Please refer to the TGA-approved Product Information (PI) for complete safety information. Key areas to review include:
- Teratogenicity: Dutasteride is a Category X agent in pregnancy. As it is absorbed through the skin and excreted in semen, male patients with pregnant partners must use condoms. Female healthcare workers and caregivers must avoid contact with capsule contents.
- PSA and prostate cancer screening: Dutasteride suppresses PSA levels by approximately 50% after 6 months; clinicians should double the measured PSA value when assessing patients on Dutasteride using standard reference ranges.
- CYP3A4 interactions: Dutasteride is metabolised by CYP3A4 and CYP3A5; potent inhibitors (e.g., ketoconazole, ritonavir, verapamil) may increase plasma concentrations.
- Donation restrictions: Patients must not donate blood during treatment and for 6 months after cessation.
(Above safety profile is based on established pharmacological references, pending retrieval of TGA-approved PI.)
Conclusion and Next Steps
Decision: Hold
Rationale: The top TxGNN prediction (Ambras type hypertrichosis universalis congenita) has no credible mechanistic basis, no clinical trials, and no supporting literature — consistent with a knowledge graph propagation artefact arising from shared “hair-related” node proximity in the knowledge graph. All 10 predictions are rated L5 (model prediction only) except Rank 8 (Diffuse Alopecia Areata, L4), which remains at the “Research Question” stage and is not ready for repurposing evaluation without further targeted work.

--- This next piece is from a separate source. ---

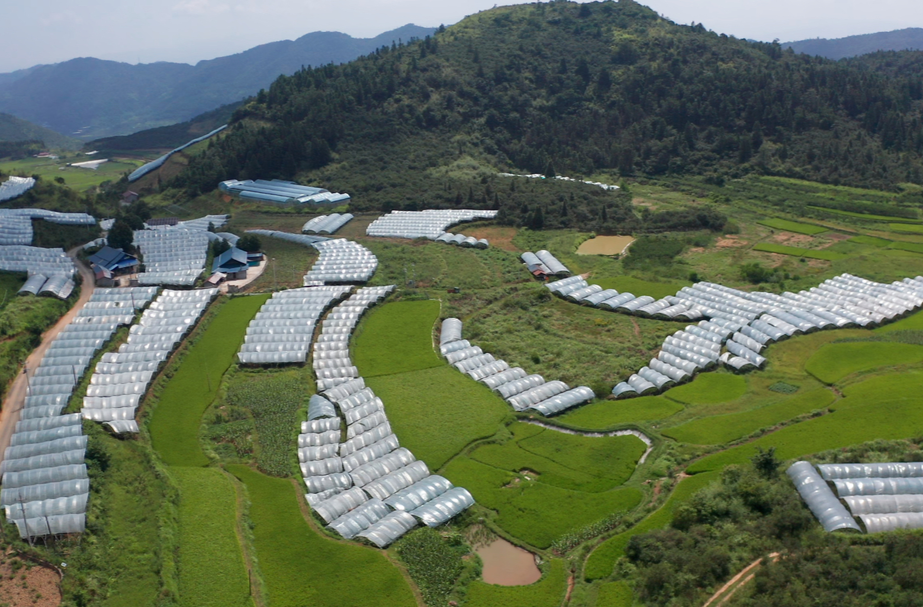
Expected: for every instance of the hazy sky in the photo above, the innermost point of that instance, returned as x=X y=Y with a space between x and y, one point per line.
x=49 y=31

To proceed, the following is needed:
- Verify ARTG status — Conduct a direct TGA ARTG portal search to confirm current Australian registration for Dutasteride; the zero-result data retrieval is likely a data gap rather than true absence
- Retrieve TGA Product Information (PI) — Download and parse the PI to formally document approved indications, contraindications, warnings, and drug interactions
- Retrieve MOA from DrugBank — Query DrugBank API (DB01126) to populate the mechanistic data gap and enable structured mechanistic link analysis for all 10 predictions
- For Diffuse Alopecia Areata (Rank 8) — Define a specific clinical research question (e.g., “Does Dutasteride reduce hair loss severity in patients with DAA co-occurring with AGA?”), perform a structured literature search on Dutasteride + alopecia areata, and consult a dermatologist to assess feasibility of a pilot study or case series
This report is generated for research reference only and does not constitute medical advice. Drug repurposing candidates require rigorous clinical validation before therapeutic application. Results should be interpreted by qualified healthcare professionals in the appropriate clinical context.
Disclaimer
This content is for research purposes only and does not constitute medical advice. Clinical validation is required before any clinical application.